In brief: Twelve killed in likely sectarian attack on bus
QUETTA, Pakistan – Suspected Sunni extremists opened fire on Shiite Muslims traveling through southwestern Pakistan today, killing 12 people and wounding six, police said.
Sunni militants with links to al-Qaida and the Taliban have carried out scores of bombings and shootings against minority Shiites in recent years, but recent weeks have been particularly bloody.
The gunmen who attacked today stopped a bus carrying mostly Shiite Muslims on the outskirts of Quetta, the capital of Baluchistan province, said police official Hamid Shakeel.
The attackers forced the people off the bus and opened fire. Eleven Shiites and one Sunni were killed.
JERUSALEM – Jewish extremists are suspected of torching a mosque in a northern Israeli town on Monday, the latest in a string of anti-Arab attacks that have enraged Palestinians and alarmed Israeli security officials.
After setting the mosque in the Bedouin village of Tuba-Zangariya on fire, vandals spray-painted the words “revenge” and “price tag” on the walls.
Extremist groups say such attacks are in retaliation for efforts to dismantle Jewish settlements that Israel has deemed illegally built, or for incidents of Palestinian violence against settlers.

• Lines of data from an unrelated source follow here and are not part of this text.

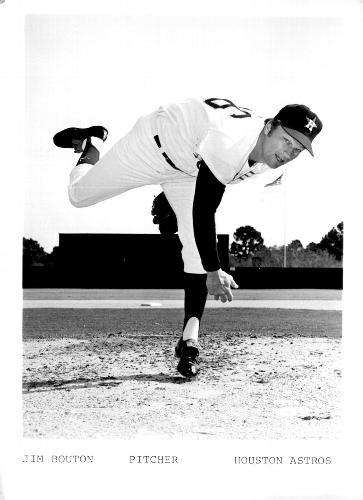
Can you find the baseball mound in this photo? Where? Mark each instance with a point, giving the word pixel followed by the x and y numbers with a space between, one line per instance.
pixel 120 384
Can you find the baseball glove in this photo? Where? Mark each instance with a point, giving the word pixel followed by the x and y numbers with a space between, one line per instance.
pixel 164 215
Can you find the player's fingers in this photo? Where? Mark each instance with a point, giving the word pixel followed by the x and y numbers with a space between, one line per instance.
pixel 229 294
pixel 233 284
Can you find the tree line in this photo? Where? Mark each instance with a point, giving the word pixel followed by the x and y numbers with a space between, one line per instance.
pixel 247 250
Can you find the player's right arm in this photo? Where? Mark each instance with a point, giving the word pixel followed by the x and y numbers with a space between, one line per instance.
pixel 208 195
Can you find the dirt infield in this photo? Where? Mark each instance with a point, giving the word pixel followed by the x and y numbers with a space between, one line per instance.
pixel 267 374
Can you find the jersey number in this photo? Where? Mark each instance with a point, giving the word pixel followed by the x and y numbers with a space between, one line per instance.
pixel 226 103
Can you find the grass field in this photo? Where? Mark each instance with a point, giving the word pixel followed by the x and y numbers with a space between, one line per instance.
pixel 86 323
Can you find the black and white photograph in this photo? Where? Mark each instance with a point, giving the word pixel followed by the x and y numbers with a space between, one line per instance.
pixel 184 262
pixel 143 149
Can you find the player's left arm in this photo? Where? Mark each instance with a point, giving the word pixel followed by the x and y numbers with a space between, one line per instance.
pixel 208 195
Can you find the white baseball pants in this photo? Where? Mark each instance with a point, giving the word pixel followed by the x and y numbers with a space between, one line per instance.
pixel 135 161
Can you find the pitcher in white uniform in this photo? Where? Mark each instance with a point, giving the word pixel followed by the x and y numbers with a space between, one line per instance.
pixel 192 149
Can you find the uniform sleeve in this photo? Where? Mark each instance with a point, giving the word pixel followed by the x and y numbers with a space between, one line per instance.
pixel 208 195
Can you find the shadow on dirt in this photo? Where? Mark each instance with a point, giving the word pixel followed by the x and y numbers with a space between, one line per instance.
pixel 85 383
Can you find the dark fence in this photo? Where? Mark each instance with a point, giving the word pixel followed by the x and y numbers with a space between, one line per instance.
pixel 115 261
pixel 153 261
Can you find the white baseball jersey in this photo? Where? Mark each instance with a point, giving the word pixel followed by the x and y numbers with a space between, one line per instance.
pixel 217 130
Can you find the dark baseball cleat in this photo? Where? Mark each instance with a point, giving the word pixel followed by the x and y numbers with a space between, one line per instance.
pixel 73 137
pixel 188 352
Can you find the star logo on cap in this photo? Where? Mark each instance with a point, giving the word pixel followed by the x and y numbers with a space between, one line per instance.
pixel 311 124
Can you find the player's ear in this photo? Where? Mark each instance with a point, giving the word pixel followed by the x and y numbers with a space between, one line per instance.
pixel 268 127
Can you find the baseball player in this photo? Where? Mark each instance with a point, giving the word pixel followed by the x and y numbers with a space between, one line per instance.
pixel 193 149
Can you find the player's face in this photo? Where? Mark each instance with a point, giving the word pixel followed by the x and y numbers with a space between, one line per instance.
pixel 279 147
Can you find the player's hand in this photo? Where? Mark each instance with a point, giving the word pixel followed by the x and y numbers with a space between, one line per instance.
pixel 219 284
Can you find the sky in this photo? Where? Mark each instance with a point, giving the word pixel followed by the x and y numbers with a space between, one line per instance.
pixel 111 69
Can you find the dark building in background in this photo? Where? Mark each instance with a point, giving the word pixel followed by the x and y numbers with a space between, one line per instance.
pixel 153 261
pixel 116 261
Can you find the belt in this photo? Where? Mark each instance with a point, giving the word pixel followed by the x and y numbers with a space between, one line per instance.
pixel 166 157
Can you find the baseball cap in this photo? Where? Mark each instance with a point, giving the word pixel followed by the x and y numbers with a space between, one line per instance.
pixel 301 123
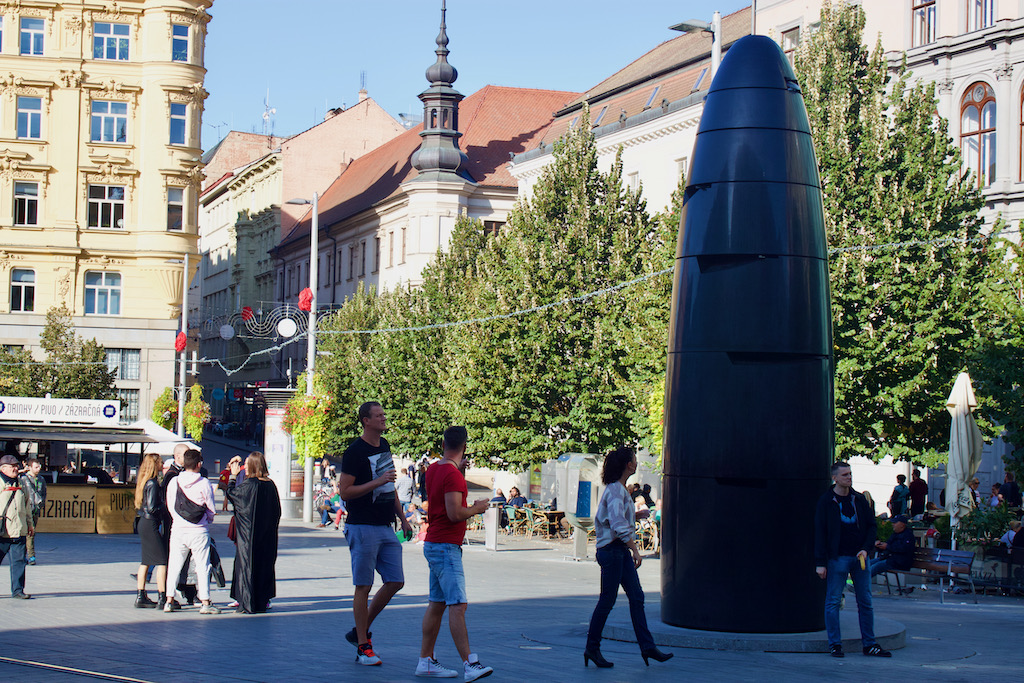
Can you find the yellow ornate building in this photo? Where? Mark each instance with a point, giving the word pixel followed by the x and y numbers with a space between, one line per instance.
pixel 100 110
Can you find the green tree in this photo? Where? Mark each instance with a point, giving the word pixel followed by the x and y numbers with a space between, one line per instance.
pixel 905 317
pixel 18 377
pixel 74 368
pixel 197 413
pixel 165 410
pixel 998 365
pixel 577 376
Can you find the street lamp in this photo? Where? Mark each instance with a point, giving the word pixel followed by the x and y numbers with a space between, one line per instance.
pixel 180 427
pixel 714 28
pixel 307 488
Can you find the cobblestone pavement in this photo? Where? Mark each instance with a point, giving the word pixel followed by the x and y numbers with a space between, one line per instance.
pixel 527 619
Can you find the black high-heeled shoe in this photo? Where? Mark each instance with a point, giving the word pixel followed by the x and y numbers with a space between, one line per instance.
pixel 597 658
pixel 655 654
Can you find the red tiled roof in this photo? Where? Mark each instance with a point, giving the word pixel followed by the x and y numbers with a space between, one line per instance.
pixel 216 182
pixel 671 54
pixel 495 122
pixel 674 67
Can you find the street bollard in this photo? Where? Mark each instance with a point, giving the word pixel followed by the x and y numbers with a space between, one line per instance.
pixel 491 526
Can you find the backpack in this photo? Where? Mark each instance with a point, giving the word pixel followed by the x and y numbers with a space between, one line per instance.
pixel 188 509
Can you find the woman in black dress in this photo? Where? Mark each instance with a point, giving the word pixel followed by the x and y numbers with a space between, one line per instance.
pixel 150 504
pixel 257 513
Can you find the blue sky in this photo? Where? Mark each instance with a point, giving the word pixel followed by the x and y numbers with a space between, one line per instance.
pixel 310 53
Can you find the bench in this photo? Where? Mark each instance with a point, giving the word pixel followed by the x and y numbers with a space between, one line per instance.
pixel 938 563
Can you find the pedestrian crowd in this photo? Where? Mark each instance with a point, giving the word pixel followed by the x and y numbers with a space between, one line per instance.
pixel 175 506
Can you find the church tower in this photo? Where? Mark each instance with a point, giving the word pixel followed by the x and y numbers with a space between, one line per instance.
pixel 439 157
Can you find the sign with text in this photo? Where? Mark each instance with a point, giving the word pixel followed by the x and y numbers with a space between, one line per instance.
pixel 115 509
pixel 59 411
pixel 69 509
pixel 278 450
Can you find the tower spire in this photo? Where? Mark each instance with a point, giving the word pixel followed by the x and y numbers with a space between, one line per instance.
pixel 439 157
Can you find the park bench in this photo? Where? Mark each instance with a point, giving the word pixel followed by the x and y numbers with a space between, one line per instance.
pixel 938 563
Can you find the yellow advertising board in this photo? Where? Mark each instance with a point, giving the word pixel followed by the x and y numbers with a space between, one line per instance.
pixel 88 509
pixel 69 509
pixel 115 509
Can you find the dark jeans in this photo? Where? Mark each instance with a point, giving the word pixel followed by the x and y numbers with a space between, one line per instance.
pixel 617 569
pixel 14 547
pixel 837 571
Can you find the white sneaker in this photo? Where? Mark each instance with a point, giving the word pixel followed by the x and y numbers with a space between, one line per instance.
pixel 475 670
pixel 431 668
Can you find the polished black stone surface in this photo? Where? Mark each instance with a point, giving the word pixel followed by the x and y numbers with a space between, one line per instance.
pixel 749 414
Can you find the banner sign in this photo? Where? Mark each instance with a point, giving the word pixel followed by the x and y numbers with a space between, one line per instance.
pixel 59 411
pixel 69 509
pixel 115 509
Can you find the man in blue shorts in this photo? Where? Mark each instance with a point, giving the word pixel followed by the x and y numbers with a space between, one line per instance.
pixel 367 485
pixel 446 515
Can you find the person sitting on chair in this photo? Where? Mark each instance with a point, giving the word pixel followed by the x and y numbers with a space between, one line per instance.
pixel 516 499
pixel 897 553
pixel 335 506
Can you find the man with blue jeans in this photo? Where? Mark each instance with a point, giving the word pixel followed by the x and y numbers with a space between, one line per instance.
pixel 367 486
pixel 844 532
pixel 446 515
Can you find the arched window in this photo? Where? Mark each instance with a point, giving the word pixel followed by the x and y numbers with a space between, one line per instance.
pixel 978 132
pixel 980 14
pixel 923 22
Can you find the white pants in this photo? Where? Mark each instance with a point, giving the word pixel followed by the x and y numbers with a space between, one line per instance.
pixel 183 540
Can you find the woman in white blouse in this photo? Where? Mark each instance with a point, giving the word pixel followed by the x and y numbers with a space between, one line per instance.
pixel 619 557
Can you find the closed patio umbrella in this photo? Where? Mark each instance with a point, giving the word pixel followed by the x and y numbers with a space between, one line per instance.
pixel 965 449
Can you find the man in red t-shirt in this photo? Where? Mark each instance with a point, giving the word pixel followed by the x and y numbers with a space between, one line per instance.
pixel 919 493
pixel 442 548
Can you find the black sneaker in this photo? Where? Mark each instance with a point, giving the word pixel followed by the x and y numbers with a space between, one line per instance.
pixel 354 639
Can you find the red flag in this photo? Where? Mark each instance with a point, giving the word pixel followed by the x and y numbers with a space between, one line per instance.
pixel 306 299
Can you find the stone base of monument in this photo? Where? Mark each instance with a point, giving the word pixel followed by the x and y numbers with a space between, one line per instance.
pixel 890 634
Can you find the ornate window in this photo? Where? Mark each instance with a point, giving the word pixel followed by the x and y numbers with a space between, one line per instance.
pixel 980 14
pixel 978 132
pixel 26 203
pixel 129 404
pixel 179 119
pixel 175 209
pixel 923 20
pixel 32 36
pixel 102 293
pixel 30 118
pixel 23 291
pixel 107 206
pixel 111 41
pixel 125 361
pixel 110 122
pixel 179 42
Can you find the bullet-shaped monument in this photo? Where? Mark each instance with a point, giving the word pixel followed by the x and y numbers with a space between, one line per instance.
pixel 749 422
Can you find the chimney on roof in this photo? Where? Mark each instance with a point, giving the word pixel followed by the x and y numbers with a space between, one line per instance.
pixel 439 157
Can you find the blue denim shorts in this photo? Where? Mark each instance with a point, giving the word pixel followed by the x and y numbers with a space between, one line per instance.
pixel 374 547
pixel 448 581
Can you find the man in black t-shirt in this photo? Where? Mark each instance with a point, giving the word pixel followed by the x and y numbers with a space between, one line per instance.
pixel 367 485
pixel 844 532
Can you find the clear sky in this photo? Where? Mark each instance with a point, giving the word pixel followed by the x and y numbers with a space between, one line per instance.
pixel 310 53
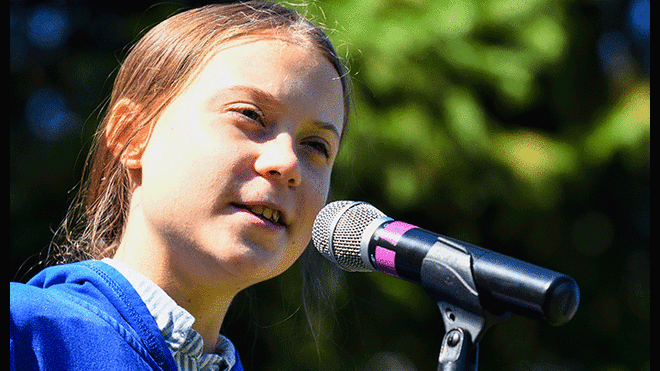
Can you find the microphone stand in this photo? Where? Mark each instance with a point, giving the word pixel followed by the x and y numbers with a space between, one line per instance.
pixel 464 318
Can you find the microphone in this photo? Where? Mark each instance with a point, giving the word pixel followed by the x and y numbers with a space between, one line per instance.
pixel 358 237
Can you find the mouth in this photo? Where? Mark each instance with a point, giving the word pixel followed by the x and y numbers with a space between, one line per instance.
pixel 269 214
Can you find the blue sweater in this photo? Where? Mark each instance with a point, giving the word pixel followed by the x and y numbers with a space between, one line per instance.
pixel 83 316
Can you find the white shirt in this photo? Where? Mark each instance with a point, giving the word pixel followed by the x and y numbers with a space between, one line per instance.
pixel 175 324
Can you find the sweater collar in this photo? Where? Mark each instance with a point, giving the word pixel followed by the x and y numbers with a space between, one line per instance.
pixel 175 324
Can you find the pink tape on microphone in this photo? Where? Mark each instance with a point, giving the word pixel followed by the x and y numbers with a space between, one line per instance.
pixel 385 257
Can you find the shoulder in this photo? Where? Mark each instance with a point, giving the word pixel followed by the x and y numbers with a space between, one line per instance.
pixel 82 316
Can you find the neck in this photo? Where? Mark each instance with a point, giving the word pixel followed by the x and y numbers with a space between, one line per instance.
pixel 208 304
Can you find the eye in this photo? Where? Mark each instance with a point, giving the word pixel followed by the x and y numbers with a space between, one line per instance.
pixel 319 146
pixel 252 114
pixel 248 113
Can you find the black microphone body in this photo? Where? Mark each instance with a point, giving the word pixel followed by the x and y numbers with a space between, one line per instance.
pixel 358 237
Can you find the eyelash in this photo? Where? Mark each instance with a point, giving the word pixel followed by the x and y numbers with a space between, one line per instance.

The increase in settler attacks has also been linked to Palestinians’ campaign at the United Nations to become a full-member state.
Raids free sex slaves in gold rush region
LIMA, Peru – Peruvian prosecutors say five people have been arrested on suspicion of human trafficking in police raids on brothels that rescued 293 women in a jungle region rife with illegal gold-mining.
The women were rescued from sexual slavery in the Amazon state of Madre de Dios. The weekend raids on 60 houses of prostitution involved more than 400 officers.
Local prosecutor Fernando de Santa Maria said that of the 293 women, at least were five minors, the youngest age 13.